Introduces data-analysis methods regularly encountered within environmental sciences. Students learn how to think about data, its uncertainty, how models and data are related and depend on underlying assumptions, and how to synthesize information contained in data. Prerequisite(s): MATH 11B or MATH 19B or equivalent. Enrollment is restricted to declared environmental sciences majors. (General Education Code(s): SR.)

Explores empirical approach to quantify and explain changes in the Earth system over time. With the complexity of the Earth system, and the challenge of making accurate and numerous observations, simple methods can be of limited usefulness. Course covers more advanced methods that are typically not included in introductory-level statistical courses. Students learn how to analyze time-series data and answer questions about the Earth system and acquire the theoretical basis of the statistical approaches, the experience at conducting analyses, and practice interpreting and discussing the results. This class is hands-on and utilizes a suite of observational datasets and outputs from Earth system models. Students cannot receive credit for this course and OCEA 267. Prerequisite(s): ESCI 160, EART 125, or OCEA 260/EART 260.

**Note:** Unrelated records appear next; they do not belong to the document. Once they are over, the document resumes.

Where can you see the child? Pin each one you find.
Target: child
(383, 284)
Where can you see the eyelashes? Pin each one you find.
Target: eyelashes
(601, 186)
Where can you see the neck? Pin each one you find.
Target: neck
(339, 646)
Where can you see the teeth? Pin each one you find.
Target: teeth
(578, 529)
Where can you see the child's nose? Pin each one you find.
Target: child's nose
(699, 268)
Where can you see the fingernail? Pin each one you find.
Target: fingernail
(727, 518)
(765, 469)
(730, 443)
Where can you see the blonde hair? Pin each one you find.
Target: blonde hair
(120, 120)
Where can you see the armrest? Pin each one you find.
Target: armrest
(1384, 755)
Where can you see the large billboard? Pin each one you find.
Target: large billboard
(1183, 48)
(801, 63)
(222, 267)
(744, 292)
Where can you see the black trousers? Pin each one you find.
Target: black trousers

In-depth exploration of a topic within the environmental sciences. Involves at least one research paper. Topics vary quarterly; consult the current course listings. Prerequisite(s): Entry Level Writing and Composition requirements; ESCI 100A and previous or concurrent enrollment in ESCI 100B. Enrollment is restricted to senior environmental sciences majors. Enrollment is by application with selection based on appropriate background and academic performance and by consent of the instructor. Satisfies the senior comprehensive requirement. . Enrollment limited to 20.